The TurboGrafx-16 Mini has recently announced a further seven games to complete its (superb) line-up, and Splatterhouse stalks among them.

That list: Dragon Spirit, The Genji and the Heike Clans, The Legend of Valkyrie, Galaga ‘88, Splatterhouse, Seirei Senshi Spriggan and Spriggan Mark 2.

Rather like the movies that inspired it, Splatterhouse is a pretty straightforward experience; it’s challenging but the difficulty isn’t insane like a lot of its contemporaries.  Even in the arcade, the game utilised a checkpoint system rather than allowing you to continue from exactly where you left off, which seems to have prompted clever and careful gameplay balancing.

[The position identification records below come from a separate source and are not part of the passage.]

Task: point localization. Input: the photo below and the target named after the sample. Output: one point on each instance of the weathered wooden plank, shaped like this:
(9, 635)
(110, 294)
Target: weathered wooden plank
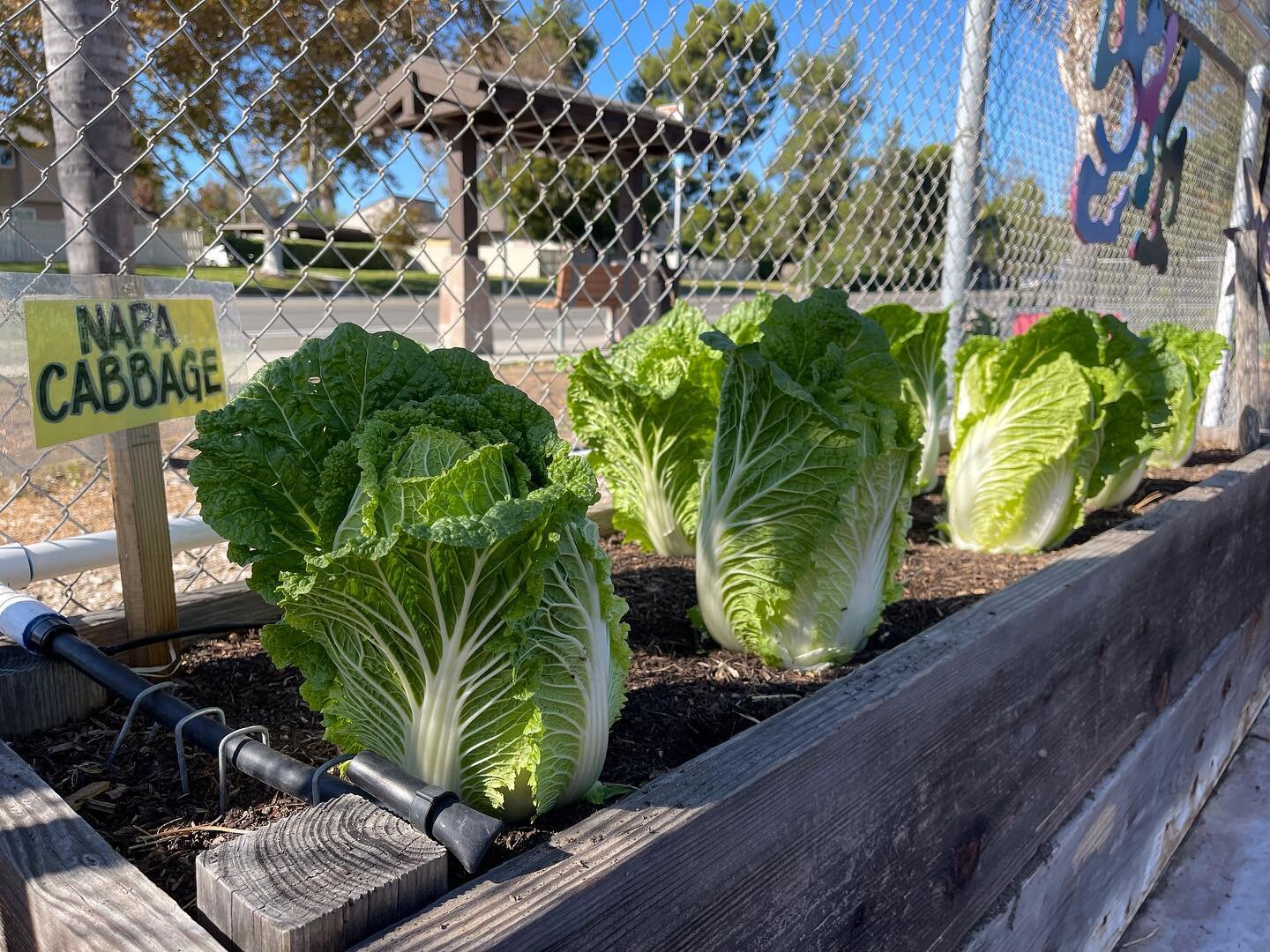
(63, 888)
(319, 880)
(1214, 897)
(37, 693)
(1091, 879)
(1246, 387)
(892, 809)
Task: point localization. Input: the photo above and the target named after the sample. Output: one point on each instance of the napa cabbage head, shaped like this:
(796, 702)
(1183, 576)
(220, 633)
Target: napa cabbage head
(1048, 423)
(1025, 418)
(1192, 355)
(646, 412)
(424, 532)
(917, 346)
(804, 505)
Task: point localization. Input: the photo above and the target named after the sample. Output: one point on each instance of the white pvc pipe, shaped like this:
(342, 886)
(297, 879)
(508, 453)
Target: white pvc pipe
(22, 565)
(1259, 78)
(17, 614)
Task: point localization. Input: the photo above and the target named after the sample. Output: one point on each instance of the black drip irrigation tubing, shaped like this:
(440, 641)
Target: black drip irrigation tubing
(465, 831)
(193, 634)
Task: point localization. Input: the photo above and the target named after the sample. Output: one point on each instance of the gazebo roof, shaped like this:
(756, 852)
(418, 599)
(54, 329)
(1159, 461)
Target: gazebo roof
(436, 100)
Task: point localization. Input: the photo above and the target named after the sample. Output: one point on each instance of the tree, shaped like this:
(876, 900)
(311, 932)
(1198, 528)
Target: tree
(549, 42)
(721, 70)
(889, 233)
(277, 98)
(551, 197)
(817, 163)
(1016, 239)
(730, 224)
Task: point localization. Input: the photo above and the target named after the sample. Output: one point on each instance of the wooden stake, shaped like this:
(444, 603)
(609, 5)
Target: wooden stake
(145, 548)
(135, 460)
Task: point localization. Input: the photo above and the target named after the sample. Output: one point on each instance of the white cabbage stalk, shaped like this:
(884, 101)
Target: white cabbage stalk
(423, 528)
(804, 502)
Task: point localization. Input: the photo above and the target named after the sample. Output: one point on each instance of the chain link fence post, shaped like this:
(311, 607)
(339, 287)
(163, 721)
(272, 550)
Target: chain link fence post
(964, 175)
(1250, 130)
(86, 61)
(86, 46)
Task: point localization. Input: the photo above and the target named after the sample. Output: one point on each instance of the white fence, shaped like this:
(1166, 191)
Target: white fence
(40, 240)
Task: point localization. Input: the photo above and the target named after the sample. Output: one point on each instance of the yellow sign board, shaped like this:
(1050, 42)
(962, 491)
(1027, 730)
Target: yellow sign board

The inclusion of this enjoyably gruesome (if simplistic) homage to the brutal excess of 1980s horror cinema got me thinking about violence in videogames. Not in a finger-wagging schoolmarm way, you understand, but considering how gaming has been a blood n’ guts controversy-baiting horrorshow for so long that nobody even bats an eyelid anymore. Of course, Splatterhouse looks quaint next to almost everything that’s followed, including its own sequels – Splatterhouse 2’s lynched fetus duo still have the capacity to raise eyebrows, and even a fully-grown Stuart Gipp found Splatterhouse 3’s cutscenes to be quease-inducing. The PS3 Splatterhouse sickened me as well, but that was more because the publishers thought it was in a releasable state.

I can’t recall Splatterhouse eliciting a great deal of tabloid furore, if indeed any at all. The much-hyped Mortal Kombat and its eviscerations of real-live-human-lookin’-people raised a lot of ire (and guaranteed a lot of sales), but Splatterhouse and even its baby-chainsawing sequel largely passed by without comment. I suppose it’s that distinction in tone between its spook-show Grand Guignol monster madness and the theoretically-imitable likes of Manhunt or Carmageddon.

At any rate, it’s cool that we get a chance to play it again alongside so much other terrific software. Bring on that Mini.